Proposed Legislation Threatens Like-Kind Exchanges

Paul M. Roy
Of counsel | US

Under current US law, the so-called “like-kind” exchange rules permit deferral of capital gains tax when artwork is exchanged directly for other artwork or when sale proceeds from one artwork are reinvested in another artwork.  For example, if a collector trades his Picasso for a Renoir, he can avoid tax until he subsequently sells the Renoir for cash.

House Bill H.R. 2419, which is currently under consideration by the U.S. Senate, would deny tax deferral with respect to the exchange of “collectibles.” The definition of collectible includes any work of art, any rug or antique, any metal or gem, any stamp or coin, any alcoholic beverage or any other personal property specified by the IRS.  Therefore, if the proposed legislation were to become law, it would no longer be possible  for collectors to defer capital gains tax through an exchange.  An exchange would be treated as a taxable sale and the capital gains tax would apply to any gain at the rate of 28% if the art was  held by the collector  for longer than a 12-month period or the rate of 35% if the art was held for a shorter period.
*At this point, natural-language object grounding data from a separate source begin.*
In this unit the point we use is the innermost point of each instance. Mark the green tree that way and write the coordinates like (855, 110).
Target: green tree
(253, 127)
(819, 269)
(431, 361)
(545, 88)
If the like-kind exchange privilege is withdrawn by the US Congress, collectors will be forced to consider other alternatives to mitigate the effect of capital gains tax when selling their art.  For example, collectors may opt to place their works in a charitable remainder trust prior to sale. That can defer capital gains tax while preserving some benefit for charity.  Collectors might also  attempt to time their sale of artwork so that it coincides with the recognition of a loss in the same year with respect to the sale of other capital assets.  For example, a collector who sells shares at a loss would be able to use that loss against the capital gain arising upon the sale of an artwork. 

Congress is expected to vote on the House Bill, as modified in the Senate, before the end of its current term.  If passed, repeal of the like-kind exchange is scheduled to become effective immediately upon the President’s signature.  Therefore, 2007 may be the last year that collectors can make a tax free swap!